Chapter 13
Ari
A nother week had passed before I got a chance to go on a ride with Gem again. She was chatting animatedly about the gladiators’ games, and I didn’t mind the noise.
“Rumor has it that the games master is acquiring giant fire-breathing worms. She’s trying to keep it a secret, but I have my sources, and they report that she’s already had an underground terrarium built for the nasty creatures. Can you imagine the show she’ll put on with them in the arena? I can’t wait to see Falo in it. He’d be perfect to fight monsters like that.”
Her chatting blended with the chirping of birds around us and the rustling of wind in the trees by the forest path we took.
“Oh, it’s hot.” Gem fanned herself with her hand.
It took me a minute to realize she was talking about the weather now and not the fire of the worms or Falo’s exceptional sex appeal.
“You know what?

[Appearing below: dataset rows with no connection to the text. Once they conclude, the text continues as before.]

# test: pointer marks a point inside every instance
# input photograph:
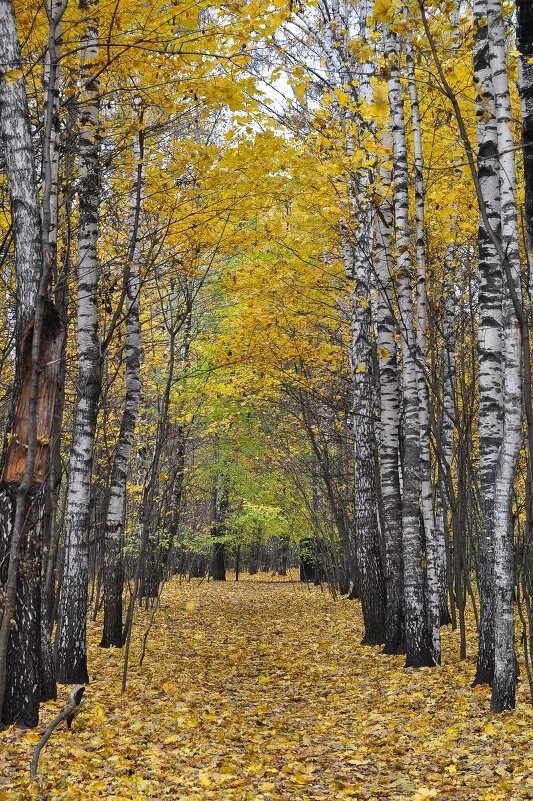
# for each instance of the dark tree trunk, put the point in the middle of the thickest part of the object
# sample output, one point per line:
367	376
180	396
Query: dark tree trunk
524	31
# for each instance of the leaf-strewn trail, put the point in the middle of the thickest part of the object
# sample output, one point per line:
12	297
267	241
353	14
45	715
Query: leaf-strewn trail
259	690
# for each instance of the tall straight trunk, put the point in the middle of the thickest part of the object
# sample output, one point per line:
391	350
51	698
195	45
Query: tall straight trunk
524	37
357	232
489	338
504	682
113	567
220	501
389	438
50	174
19	644
435	547
71	633
447	419
419	646
372	584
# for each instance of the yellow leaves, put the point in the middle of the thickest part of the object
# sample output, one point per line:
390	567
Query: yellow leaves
275	700
424	794
14	75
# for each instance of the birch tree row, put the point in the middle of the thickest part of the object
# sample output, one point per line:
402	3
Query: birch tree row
266	298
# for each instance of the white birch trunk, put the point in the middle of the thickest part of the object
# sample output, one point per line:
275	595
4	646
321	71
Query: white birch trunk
435	547
19	644
504	682
71	640
489	337
112	631
419	646
389	440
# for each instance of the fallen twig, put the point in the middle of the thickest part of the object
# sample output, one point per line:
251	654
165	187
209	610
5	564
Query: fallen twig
66	714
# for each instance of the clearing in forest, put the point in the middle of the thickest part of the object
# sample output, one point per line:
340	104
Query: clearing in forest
260	690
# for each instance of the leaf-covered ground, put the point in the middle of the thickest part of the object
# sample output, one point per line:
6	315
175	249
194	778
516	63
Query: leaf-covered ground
260	691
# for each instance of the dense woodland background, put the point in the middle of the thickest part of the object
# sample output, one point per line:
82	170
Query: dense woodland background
266	301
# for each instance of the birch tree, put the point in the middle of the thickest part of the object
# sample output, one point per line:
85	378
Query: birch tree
504	682
112	632
71	637
419	640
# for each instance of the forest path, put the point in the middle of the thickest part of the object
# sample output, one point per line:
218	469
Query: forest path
260	691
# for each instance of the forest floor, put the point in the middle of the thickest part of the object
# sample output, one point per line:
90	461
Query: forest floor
260	691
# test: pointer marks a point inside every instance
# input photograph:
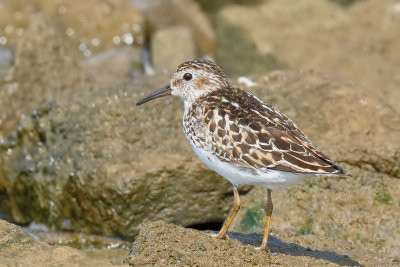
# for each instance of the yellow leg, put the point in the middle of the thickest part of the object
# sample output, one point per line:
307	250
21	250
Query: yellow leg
222	233
268	212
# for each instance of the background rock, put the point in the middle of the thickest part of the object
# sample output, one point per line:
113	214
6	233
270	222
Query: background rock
18	248
45	69
318	35
171	46
166	13
170	245
91	26
96	163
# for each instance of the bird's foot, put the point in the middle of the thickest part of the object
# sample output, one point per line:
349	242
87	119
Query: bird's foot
220	236
265	248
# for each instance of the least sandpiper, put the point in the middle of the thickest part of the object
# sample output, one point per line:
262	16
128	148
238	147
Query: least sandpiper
240	137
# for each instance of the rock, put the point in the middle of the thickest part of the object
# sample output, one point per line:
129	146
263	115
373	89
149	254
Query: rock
6	60
96	163
172	46
164	244
355	128
45	69
20	249
162	13
318	35
91	26
112	67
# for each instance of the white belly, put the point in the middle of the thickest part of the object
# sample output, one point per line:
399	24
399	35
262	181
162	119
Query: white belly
268	178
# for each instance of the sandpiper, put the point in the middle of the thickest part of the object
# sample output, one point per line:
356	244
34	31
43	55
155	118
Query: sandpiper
240	137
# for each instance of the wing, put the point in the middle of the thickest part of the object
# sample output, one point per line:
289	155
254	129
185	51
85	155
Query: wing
249	133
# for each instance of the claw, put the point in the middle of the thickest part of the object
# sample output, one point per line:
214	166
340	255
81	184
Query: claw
220	236
265	248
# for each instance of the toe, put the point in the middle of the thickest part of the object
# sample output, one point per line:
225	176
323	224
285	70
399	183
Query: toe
220	236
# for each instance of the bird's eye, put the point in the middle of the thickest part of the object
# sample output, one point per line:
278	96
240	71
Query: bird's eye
187	76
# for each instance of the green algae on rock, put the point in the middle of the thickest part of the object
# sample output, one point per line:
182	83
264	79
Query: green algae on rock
159	243
96	163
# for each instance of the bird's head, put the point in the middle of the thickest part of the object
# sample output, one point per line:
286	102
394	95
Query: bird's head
192	80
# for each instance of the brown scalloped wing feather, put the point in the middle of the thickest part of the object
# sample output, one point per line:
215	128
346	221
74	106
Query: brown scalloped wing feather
249	133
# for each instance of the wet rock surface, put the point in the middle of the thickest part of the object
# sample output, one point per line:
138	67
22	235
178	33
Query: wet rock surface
164	244
18	248
44	69
97	163
76	153
171	46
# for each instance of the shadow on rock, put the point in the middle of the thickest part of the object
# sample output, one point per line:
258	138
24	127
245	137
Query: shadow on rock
159	243
280	247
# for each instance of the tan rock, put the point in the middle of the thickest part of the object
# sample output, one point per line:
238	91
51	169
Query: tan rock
164	244
161	14
318	35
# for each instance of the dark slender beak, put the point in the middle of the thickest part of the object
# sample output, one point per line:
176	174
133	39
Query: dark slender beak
166	90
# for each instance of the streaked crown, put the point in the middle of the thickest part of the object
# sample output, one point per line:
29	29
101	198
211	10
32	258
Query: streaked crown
197	78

We should go swimming,” she moaned. “We can ride to the waterfall here in the forest or to the lily pond in the palace gardens. You choose.”
“I’m not sure I want to go swimming.” I eased my dress off my shoulders to let the breeze cool my skin. The heat was bearable here in the shade from the trees.
“Why not?”
I shrugged. “I have things to do.”
“You always have things to do. But you need to make time to enjoy life. Before you know it, you’ll be a married woman and a queen, running yourself into the ground with work.”
I didn’t really have that much work to do today. I just preferred to have a nice lunch with my parents, then have some quiet time on the patio with Ria, instead of listening to Gem’s idle chatting and nagging for another hour or more while we swam.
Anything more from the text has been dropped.